In November, the agency upgraded Charlie to a generative AI chatbot (closer to ChatGPT) that could respond to more questions. The agency says pre-release testing of AI Charlie suggested an accuracy rate of “approximately 90%.”
But “the exact number of questions the Generative Artificial Intelligence chatbot has answered correctly cannot be precisely determined without conducting a comprehensive review of all interaction transcripts,” the CRA added.
The data provided by the tax agency to Parliamentarians also suggests users come to Charlie with a very wide range of questions.
This year, Charlie was asked hundreds of thousands of questions on individual taxes in the months leading up to the April 30 filing deadline. Between February and April, it was also asked over 430,000 questions about the agency’s “electronic services.”
Charlie also received thousands of interactions this year about business income tax, benefits and credits, updating personal information, tax balances, payments and how to contact the agency.
In 2024, Charlie received nearly 180,000 interactions categorized as “chit chat.”

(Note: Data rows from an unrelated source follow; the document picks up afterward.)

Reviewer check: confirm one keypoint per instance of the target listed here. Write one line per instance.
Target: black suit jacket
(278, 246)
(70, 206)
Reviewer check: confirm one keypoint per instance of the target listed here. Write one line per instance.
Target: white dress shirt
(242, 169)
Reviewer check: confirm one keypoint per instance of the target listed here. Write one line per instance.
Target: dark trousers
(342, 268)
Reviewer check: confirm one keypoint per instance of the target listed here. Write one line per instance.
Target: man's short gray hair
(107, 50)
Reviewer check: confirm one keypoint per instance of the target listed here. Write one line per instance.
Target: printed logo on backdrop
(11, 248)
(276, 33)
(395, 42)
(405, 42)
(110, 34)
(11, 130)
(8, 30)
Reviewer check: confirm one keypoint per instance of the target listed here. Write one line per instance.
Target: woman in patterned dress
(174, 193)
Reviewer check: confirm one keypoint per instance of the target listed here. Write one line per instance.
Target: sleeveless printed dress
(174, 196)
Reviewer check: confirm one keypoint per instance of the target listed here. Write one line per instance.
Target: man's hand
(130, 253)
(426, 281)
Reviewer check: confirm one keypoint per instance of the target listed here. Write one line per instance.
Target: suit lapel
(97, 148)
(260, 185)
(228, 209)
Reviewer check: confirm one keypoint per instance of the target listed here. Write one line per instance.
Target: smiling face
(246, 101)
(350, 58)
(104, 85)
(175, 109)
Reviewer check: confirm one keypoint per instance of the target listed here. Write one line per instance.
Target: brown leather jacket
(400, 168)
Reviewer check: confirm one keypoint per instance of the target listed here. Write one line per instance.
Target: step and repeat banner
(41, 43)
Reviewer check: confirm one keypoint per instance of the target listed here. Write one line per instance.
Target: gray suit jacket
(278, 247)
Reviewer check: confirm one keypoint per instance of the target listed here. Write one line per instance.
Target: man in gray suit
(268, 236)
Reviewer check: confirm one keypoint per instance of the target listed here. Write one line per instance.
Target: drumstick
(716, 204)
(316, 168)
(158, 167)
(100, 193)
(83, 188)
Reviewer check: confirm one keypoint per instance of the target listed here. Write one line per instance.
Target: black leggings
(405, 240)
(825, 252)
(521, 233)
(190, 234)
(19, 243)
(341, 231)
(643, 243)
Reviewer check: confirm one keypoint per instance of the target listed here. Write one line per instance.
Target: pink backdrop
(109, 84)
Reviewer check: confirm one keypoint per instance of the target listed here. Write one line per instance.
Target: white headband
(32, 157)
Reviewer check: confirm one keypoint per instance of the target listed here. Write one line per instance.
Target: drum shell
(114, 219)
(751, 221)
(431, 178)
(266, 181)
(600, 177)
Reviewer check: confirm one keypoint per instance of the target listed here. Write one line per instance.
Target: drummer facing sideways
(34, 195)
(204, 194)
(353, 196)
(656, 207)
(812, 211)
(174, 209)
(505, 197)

On Thursday, the CRA released the results of its “100-day service improvement plan” demanded by Finance Minister François-Philippe Champagne.

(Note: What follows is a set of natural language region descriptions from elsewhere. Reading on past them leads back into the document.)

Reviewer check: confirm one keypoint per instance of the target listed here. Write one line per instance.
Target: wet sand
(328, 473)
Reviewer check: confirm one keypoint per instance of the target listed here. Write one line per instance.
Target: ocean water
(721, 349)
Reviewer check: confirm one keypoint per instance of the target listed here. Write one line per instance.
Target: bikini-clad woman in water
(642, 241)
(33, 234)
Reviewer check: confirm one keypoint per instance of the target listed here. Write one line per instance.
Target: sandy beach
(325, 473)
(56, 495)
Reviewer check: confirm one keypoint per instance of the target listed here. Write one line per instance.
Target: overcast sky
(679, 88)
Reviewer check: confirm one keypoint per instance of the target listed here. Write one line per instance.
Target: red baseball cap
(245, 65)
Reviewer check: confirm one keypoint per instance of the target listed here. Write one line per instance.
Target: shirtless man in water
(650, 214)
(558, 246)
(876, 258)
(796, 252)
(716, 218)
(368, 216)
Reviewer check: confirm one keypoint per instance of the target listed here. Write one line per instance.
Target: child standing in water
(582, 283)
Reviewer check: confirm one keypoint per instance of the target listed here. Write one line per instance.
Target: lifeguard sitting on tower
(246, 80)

The agency said it doubled its responsiveness during the fall thanks in part to rehiring or extending the contracts of over 1,200 call centre employees and improving some digital services including Charlie the Chatbot.
“The GenAI chatbot beta can now answer a wider range of questions, including more complex ones for businesses, such as tax credits and compliance information,” reads a press release .
A spokesperson for the CRA did not answer questions by deadline about the cost of the chatbot at a time when developing such AI-powered tools is increasingly cheaper thanks to proliferating large-language model tools (such as ChatGPT).
National Post asked Charlie the Chatbot to explain why it cost $18 million to create and maintain, but the chatbot demurred.
“The context provided does not include specific information about the $18 million cost to create and maintain the CRA’s GenAI chatbot beta or any other system,” it responded while advising to contact the CRA.